Autodesk revealed major upgrades to its Media & Entertainment Collection at SIGGRAPH.

Autodesk used August’s SIGGRAPH convention in Los Angeles to release significant updates to what they call their Media & Entertainment Collection, including Autodesk Maya, Shotgun, Arnold, Autodesk 3ds Max, and Autodesk Flame.

Jocelyn Moffatt, shotgun product marketing manager for Autodesk gave The Broadcast Bridge an exclusive interview about what these announcements entail.

“First off, of August 30, 2017 new subscription benefits will be added for Maya and 3ds Max customers including Cloud Rights,” Moffatt began, “which will free up their local processing and rendering resources.”

In addition, starting Sept. 7, new M&E subscribers will get an Arnold 5-Pack promotion at no additional cost. Also, Autodesk’s drawing tool, SketchBook for Enterprise, will be moving into the collection.

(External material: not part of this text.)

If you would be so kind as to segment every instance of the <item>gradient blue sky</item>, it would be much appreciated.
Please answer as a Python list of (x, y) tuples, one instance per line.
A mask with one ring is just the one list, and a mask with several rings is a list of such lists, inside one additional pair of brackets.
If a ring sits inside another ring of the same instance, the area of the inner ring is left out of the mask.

Autodesk also had big announcements for their new Maya 2018 3D animation, modeling, simulation, and rendering software.

The new UV Editor interface in Maya 2018's new UV Toolkit.

The new UV Editor interface in Maya 2018's new UV Toolkit.

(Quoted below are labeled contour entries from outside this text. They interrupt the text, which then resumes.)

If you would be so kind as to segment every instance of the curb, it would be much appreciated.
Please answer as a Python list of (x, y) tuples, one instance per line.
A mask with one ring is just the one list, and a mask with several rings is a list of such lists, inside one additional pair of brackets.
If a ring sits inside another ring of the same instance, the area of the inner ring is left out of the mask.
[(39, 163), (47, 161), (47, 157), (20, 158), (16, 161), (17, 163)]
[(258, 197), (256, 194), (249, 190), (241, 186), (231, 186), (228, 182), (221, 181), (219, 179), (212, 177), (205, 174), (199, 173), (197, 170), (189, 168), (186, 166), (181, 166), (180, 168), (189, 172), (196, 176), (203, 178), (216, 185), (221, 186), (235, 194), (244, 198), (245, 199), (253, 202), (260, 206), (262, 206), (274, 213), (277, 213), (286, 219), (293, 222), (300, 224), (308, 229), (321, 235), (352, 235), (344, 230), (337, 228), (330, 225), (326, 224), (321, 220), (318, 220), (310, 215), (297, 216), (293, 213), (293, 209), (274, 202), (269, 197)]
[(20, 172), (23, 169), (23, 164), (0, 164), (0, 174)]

“We’ve been focused on three key areas for Maya: the character animation toolset, the motion graphics tools, and its rendering capabilities,” Moffatt said. “The UV Editor interface has been overhauled, and now includes a new UV Toolkit with better tools and functionality.”

The 3ds Max we saw already had a “.1” update.

As Moffatt put it, “3ds Max 2018.1 adds VR authoring tools for design visualization artists, so we are calling it ‘3ds Max Interactive’, she said. “We want to make it easy for architecture and design customers to bring their scenes into a VR workflow without having to learn a whole new tool. Now they can accomplish this with the interactive VR Viewport.”

3ds Max 2018 with the interactive VR Viewport.

3ds Max 2018 with the interactive VR Viewport.

The Flame family also got a “.2” update. Some of the new features include Pybox, a python scriptable software handler for processing images by way of external renderers, a contextual menu in action, smart merge for the connected conform workflow, and a new function that can now drive the batch environment through scriptable commands.

“This update is about enabling this workflow with The Foundry’s Nuke,” Moffatt finished up. “It’s part of our goal to provide our customers with a whole ecosystem of tools.